Projet 93
par
Publication : avril 1989
Mise en ligne : 15 mai 2009
Le 28 Janvier dernier, l’association "Europe 93" organisait à la Villette une réunion intitulée "L’Europe, acte pluriel". En introduction à cette rencontre, Edgar Pisani a lu le message rédigé par le Président de la République à cette intention. L’association a bien voulu nous en confier le texte, que voici :
Mesdames, Messieurs,
Vous vous êtes mis à l’ouvrage pour
élaborer un" projet de civilisation". Vous ne rejetez
point la dynamique de l’économie, vous voulez éviter
qu’elle ne régente la société des hommes. Vous
refusez que le marché façonne l’Europe ; dans une économie
qui se mondialise, vous exigez que l’Europe maîtrise son propre
destin et que pour celà elle existe politiquement. Vous êtes
épris de sciences et de techniques mais vous n’y enfermez pas
le savoir, encore moins la sagesse humaine. Partant de là vous
affirmez que c’est plus dans la richesse de sa culture et l’équilibre
de son modèle d’organisation que l’Europe peut proposer au
monde une référence utile. Vous ne rejetez pas les exigences
de l’instant mais vous êtes obsédés par l’avenir
de l’espèce et par celui de la planète. Vous voulez
que les droits de la personne soient respectés partout et pour
tous, que tout mépris, toute domination disparaissent, que
le droit à la vie, à la santé, contre la misère,
le droit au développement soient reconnus mais vous proclamez
les droits de l’espèce, partout menacée par ses oeuvres
et par ses excès. Vous magnifiez le travail car il est la maitrise
de l’homme sur lui-même et sur la matière. Vous croyez
à l’égalité comme à la liberté
mais vous savez qu’elles ne sont pas des dons de la nature, elles
sont de difficiles conquêtes. Vous croyez au progrès
mais vous ne vous fiez pas à lui. En bref au moment où
se crée l’Europe vous voulez qu’elle se donne une civilisation
qui soit à son échelle, à l’heure du temps, respectueuse
de l’homme. Et, prolongeant votre démarche, vous faites d’utiles
suggestions en matière sociale et universitaire en particulier.
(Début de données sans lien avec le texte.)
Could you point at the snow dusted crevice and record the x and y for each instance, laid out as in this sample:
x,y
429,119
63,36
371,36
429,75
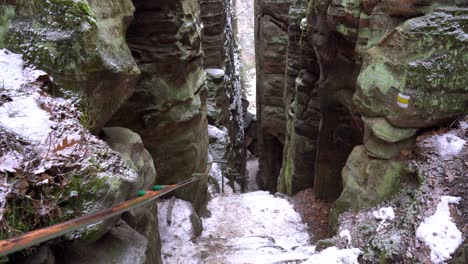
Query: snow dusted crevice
x,y
439,232
449,145
254,227
23,112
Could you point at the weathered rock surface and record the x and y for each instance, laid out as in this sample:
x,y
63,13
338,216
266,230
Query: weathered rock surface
x,y
143,219
271,48
168,107
120,245
382,69
81,43
217,97
302,107
221,52
414,74
367,182
66,171
213,15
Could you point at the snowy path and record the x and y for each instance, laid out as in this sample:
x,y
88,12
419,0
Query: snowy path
x,y
245,228
253,228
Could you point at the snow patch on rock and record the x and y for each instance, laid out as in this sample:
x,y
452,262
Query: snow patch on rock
x,y
449,144
333,255
384,214
176,236
24,114
439,232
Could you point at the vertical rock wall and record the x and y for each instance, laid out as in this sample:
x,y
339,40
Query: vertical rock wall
x,y
221,53
271,41
168,107
302,107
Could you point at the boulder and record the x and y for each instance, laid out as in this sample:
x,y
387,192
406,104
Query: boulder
x,y
121,245
168,107
82,44
217,97
271,27
130,146
144,218
367,182
382,129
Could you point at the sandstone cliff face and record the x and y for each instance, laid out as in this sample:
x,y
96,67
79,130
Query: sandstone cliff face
x,y
359,73
374,78
168,107
81,43
301,104
271,41
221,57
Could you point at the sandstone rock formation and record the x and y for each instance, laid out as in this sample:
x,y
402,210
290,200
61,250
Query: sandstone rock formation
x,y
271,41
221,54
301,104
81,43
168,108
143,219
367,73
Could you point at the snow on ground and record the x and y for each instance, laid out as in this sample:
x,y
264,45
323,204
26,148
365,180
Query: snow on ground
x,y
176,236
384,214
439,232
254,227
23,115
449,144
251,90
333,255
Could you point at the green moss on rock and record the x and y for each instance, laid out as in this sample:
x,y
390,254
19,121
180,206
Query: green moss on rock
x,y
367,182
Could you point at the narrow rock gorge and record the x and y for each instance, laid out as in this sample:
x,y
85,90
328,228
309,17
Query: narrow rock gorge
x,y
355,109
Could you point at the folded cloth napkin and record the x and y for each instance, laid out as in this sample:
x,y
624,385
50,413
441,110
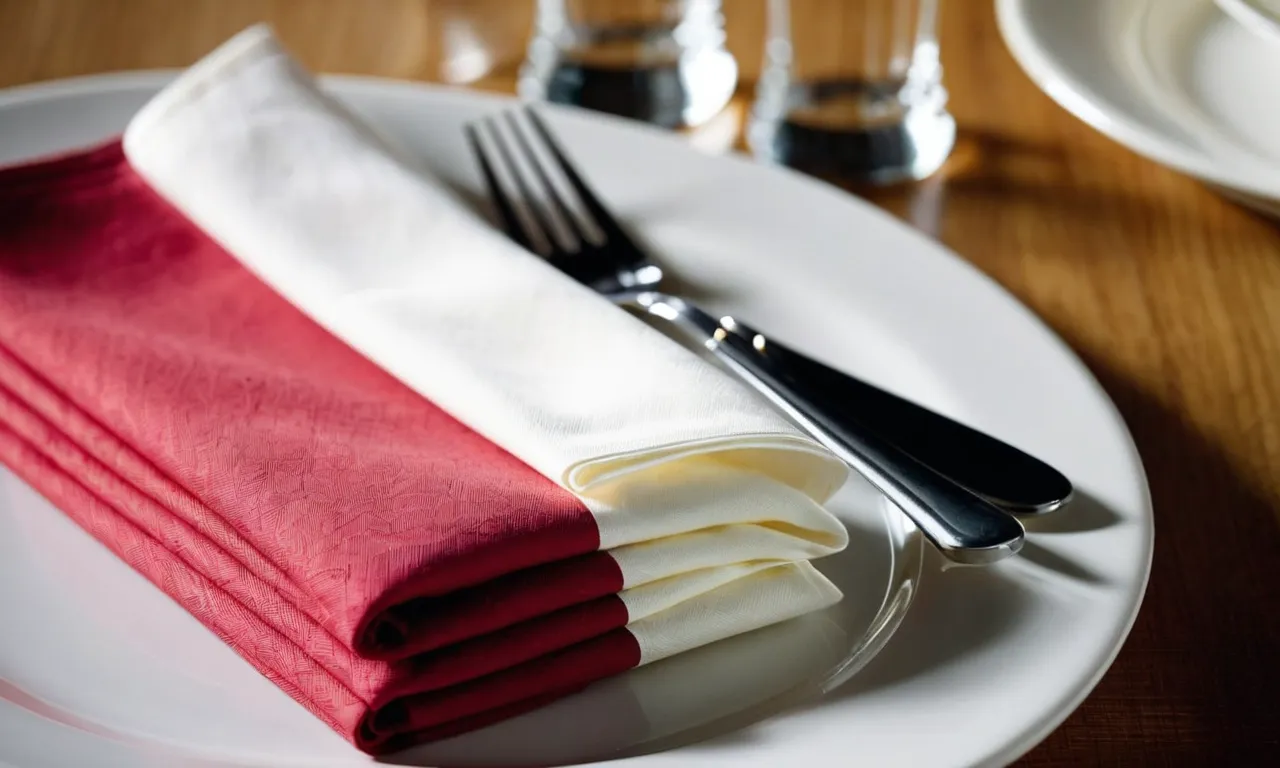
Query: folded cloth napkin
x,y
389,567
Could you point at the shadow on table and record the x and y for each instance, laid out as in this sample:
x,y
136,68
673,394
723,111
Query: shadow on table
x,y
1196,682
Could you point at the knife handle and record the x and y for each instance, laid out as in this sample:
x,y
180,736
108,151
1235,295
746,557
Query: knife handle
x,y
965,528
1004,475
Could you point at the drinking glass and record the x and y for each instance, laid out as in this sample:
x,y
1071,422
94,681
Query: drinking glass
x,y
851,90
662,62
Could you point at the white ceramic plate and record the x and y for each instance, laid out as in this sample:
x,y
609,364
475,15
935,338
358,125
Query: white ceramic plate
x,y
1262,17
99,668
1176,81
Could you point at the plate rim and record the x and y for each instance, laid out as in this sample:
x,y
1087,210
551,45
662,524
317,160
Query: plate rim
x,y
1032,735
1073,94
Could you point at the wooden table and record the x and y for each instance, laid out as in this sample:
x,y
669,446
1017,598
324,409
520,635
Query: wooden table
x,y
1170,293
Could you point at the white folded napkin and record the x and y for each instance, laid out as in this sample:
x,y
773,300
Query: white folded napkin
x,y
682,467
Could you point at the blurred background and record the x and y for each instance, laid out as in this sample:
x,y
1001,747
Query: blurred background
x,y
849,90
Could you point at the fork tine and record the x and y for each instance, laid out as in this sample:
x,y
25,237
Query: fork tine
x,y
603,219
531,202
566,213
511,223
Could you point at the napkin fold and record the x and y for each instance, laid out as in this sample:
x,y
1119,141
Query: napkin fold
x,y
494,515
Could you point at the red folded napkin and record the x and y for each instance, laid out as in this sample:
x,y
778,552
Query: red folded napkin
x,y
300,502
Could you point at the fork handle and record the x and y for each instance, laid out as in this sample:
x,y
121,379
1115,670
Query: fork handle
x,y
965,528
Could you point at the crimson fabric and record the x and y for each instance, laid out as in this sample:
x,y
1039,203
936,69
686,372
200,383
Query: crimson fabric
x,y
394,572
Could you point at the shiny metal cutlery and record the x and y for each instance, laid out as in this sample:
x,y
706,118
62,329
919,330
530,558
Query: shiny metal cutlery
x,y
954,481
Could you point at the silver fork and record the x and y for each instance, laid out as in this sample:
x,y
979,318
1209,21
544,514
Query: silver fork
x,y
963,525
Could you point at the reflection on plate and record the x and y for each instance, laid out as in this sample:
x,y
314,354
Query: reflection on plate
x,y
1261,17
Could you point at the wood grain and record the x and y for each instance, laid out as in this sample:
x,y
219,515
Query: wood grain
x,y
1170,293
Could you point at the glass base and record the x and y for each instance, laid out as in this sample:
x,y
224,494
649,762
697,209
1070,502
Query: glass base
x,y
680,94
909,150
854,131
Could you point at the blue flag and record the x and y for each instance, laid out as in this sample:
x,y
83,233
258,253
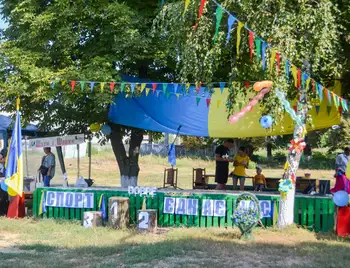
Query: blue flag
x,y
172,155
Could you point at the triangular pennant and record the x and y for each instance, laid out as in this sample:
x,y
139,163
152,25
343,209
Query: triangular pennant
x,y
208,102
329,109
251,44
102,85
143,86
200,12
73,84
257,48
82,83
154,88
317,109
175,88
219,13
287,68
198,99
222,86
239,29
165,86
92,84
111,86
278,58
272,60
132,87
294,72
230,21
263,55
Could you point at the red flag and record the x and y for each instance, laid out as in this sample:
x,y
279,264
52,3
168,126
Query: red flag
x,y
200,12
251,42
73,84
278,57
154,88
208,102
111,86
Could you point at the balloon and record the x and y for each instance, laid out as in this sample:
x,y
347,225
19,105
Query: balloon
x,y
235,117
258,86
106,130
341,198
95,127
266,121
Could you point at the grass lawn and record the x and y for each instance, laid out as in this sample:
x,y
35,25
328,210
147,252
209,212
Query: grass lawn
x,y
47,243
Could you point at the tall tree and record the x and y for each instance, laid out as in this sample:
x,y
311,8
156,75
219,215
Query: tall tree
x,y
307,33
49,43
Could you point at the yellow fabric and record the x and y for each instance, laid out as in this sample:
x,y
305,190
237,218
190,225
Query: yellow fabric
x,y
259,179
249,125
240,170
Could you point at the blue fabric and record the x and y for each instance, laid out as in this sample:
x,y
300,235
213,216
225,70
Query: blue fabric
x,y
162,113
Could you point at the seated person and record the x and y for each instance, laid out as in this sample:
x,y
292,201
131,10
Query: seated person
x,y
259,180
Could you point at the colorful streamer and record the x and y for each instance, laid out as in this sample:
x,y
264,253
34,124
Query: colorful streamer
x,y
219,13
235,117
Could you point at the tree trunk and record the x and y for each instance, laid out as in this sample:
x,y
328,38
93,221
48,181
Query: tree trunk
x,y
286,208
128,164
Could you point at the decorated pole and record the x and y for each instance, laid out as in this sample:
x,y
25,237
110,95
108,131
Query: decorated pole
x,y
287,183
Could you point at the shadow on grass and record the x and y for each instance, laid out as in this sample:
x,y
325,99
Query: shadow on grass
x,y
184,252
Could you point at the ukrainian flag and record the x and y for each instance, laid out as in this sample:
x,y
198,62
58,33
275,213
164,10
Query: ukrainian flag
x,y
13,182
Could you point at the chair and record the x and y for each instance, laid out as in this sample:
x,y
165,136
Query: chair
x,y
199,178
170,178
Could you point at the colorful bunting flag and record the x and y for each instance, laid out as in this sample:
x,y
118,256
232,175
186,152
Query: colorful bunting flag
x,y
219,13
318,107
231,20
111,86
263,55
294,72
251,44
239,29
154,88
102,85
272,60
73,84
257,48
187,3
82,83
208,102
278,58
200,12
92,83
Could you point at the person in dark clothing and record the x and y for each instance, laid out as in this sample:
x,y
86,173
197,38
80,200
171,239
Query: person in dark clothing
x,y
222,156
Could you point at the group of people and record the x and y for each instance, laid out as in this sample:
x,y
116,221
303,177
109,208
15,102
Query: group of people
x,y
240,164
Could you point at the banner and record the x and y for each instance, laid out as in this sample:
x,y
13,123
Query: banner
x,y
56,141
69,200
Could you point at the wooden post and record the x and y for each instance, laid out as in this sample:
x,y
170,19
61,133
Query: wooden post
x,y
92,219
118,216
147,220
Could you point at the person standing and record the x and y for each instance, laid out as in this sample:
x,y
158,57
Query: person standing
x,y
222,157
241,162
341,162
47,167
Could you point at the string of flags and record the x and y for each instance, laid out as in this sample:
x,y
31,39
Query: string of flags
x,y
259,47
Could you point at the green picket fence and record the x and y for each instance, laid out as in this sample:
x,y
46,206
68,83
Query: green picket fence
x,y
314,213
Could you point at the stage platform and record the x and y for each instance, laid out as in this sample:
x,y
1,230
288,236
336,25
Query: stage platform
x,y
315,213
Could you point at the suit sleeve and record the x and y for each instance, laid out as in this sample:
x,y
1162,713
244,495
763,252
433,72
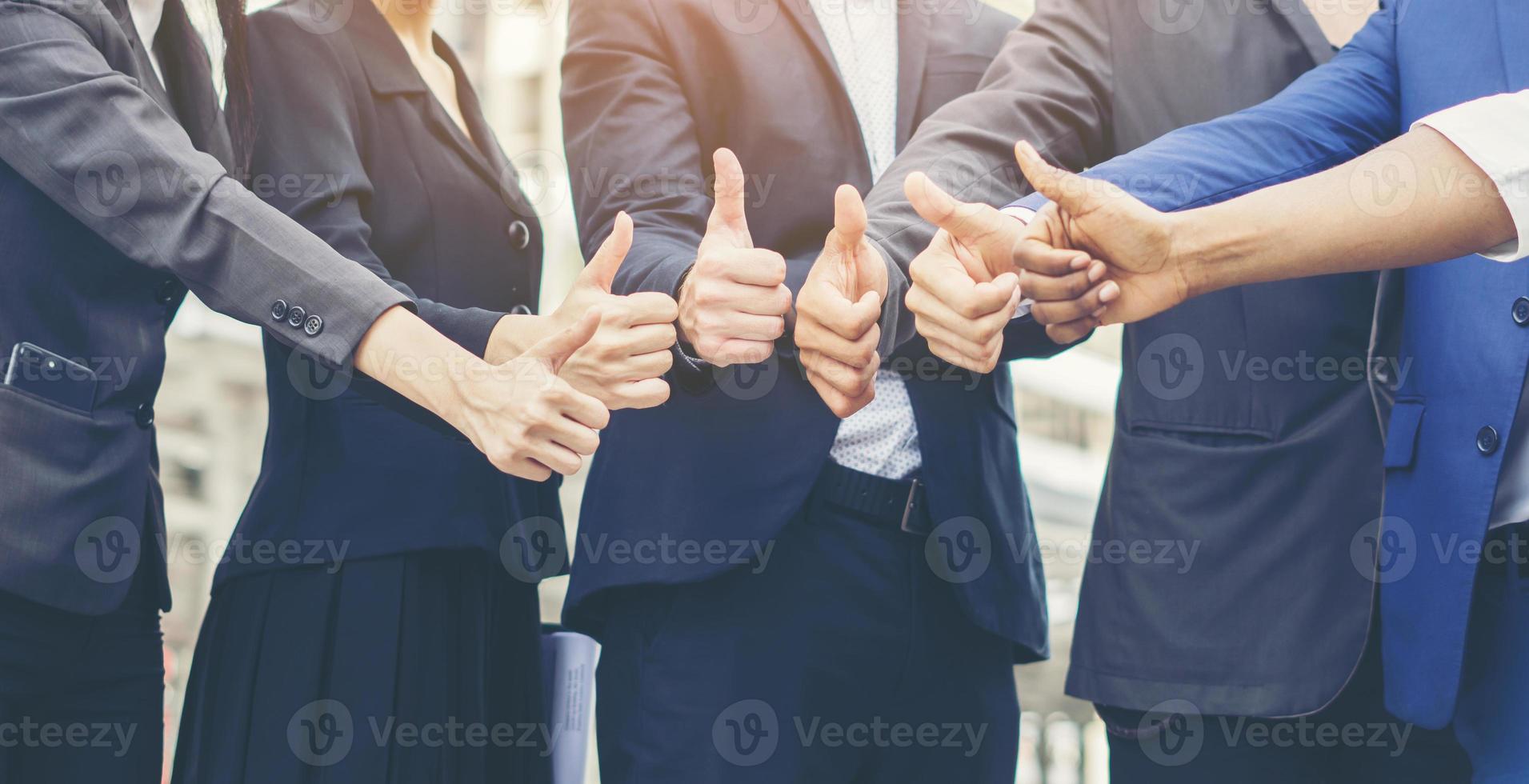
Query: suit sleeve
x,y
1051,83
102,150
1334,114
309,122
626,118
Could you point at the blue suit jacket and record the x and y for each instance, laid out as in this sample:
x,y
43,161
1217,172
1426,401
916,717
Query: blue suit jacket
x,y
1467,355
730,459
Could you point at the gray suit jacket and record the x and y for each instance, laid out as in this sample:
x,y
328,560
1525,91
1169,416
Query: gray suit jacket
x,y
1270,614
112,193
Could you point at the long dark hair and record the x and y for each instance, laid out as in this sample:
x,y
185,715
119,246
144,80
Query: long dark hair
x,y
239,107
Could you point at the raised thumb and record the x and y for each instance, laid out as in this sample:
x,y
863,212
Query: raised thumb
x,y
557,349
601,271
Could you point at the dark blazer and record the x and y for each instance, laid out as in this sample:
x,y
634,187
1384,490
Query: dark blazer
x,y
394,184
650,89
112,191
1270,478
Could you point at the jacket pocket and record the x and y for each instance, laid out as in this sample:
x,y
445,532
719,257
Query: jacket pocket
x,y
1401,436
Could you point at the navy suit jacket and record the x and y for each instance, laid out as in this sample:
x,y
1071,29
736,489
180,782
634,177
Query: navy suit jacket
x,y
650,89
1465,352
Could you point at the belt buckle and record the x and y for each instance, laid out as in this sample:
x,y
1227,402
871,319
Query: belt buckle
x,y
907,510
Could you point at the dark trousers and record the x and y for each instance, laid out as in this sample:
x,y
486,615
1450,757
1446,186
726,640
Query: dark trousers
x,y
82,698
1355,740
839,659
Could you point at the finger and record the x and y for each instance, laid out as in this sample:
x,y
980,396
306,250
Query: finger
x,y
1071,332
965,352
950,285
557,458
1060,312
646,367
859,354
528,470
647,338
650,307
557,349
1071,286
583,409
1067,190
849,219
646,393
726,213
753,266
601,271
743,352
971,223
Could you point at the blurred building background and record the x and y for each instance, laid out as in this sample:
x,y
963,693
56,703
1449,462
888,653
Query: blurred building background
x,y
211,411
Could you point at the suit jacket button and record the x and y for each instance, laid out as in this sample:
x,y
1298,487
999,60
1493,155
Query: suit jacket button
x,y
518,234
1487,441
167,292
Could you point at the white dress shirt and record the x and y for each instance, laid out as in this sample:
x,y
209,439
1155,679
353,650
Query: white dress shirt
x,y
147,16
1495,134
883,438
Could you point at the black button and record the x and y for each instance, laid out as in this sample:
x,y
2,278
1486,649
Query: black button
x,y
518,234
169,290
1487,441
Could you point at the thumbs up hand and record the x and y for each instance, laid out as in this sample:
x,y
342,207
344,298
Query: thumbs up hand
x,y
624,361
526,419
733,302
839,310
1144,274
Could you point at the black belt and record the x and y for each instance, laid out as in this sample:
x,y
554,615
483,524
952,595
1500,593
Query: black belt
x,y
876,500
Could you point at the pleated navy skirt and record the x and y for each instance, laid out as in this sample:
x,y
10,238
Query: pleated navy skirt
x,y
419,668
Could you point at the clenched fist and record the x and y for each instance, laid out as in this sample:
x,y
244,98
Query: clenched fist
x,y
733,303
839,310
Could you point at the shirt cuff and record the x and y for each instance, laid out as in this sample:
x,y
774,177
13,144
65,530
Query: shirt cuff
x,y
1025,216
1490,132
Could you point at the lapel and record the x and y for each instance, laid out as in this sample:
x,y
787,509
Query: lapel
x,y
1306,30
1512,28
392,72
913,45
146,69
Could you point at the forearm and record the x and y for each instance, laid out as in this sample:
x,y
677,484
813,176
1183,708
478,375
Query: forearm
x,y
1410,202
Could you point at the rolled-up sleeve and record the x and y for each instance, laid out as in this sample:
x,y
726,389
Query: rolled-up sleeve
x,y
1495,134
Il convient d’en poursuivre l’élaboration.
Vous êtes conscients des deux difficultés de votre entreprise.
Comment fonder la construction culturelle et politique de l’Europe
sur l’unité de peuples qui doivent demeurer divers ? L’Europe
n’abolit pas la patrie, elle lui offre l’organisation où elle
peut le mieux s’épanouir dans un monde qui s’organise en vastes
ensembles de pouvoir et de civilisation. Unité et diversité,
identité et ouverture : voilà le premier défi
que vous relevez.
La seconde difficulté est d’une autre nature : peut-on vraiment
élabo-rer un "projet de civilisation" ? N’est-ce pas
la société elle-même, ses connaissances, ses entreprises,
la modeste vie de tous les jours qui produisent consciemment ou inconsciemment
cet ensemble de réalités palpables et de valeurs implicites
qu’on appelle civilisation ?
Vous récusez cette attitude, optimiste et fataliste à
la fois, qui abandonne le fleuve de l’histoire à une force
qui serait irrésistible et dont il faudrait subir la loi. En
effet, les hommes aussi font l’histoire et ils la font consciemment.
Inventer un projet de civilisation c’est réinventer la politique,
cet art difficile et cette morale exigeante par lesquels dans le respect
de l’homme, de la nature et du savoir, l’homme redeviendra maître
en sa demeure pourvu qu’il la gère avec le souci de l’avenir.
François MITTERRAND
Le travail de l’association se poursuit avec ardeur. Trois commissions ont été créées : ECOLOGIE, CULTURE, SOCIAL. Chacune élabore un texte qui sera soumis à discussion dans le courant du mois d Avril . Les distributistes qui voudraient soumettre des idées à l’une de ces commissions sont invités à les envoyer à la Grande Relève le plus tôt possible. Un texte sur l’économie et la monnaie est en préparation. L’ensemble devrait pouvoir être prêt pour publication, en plusieurs langues , à la fin de l’été.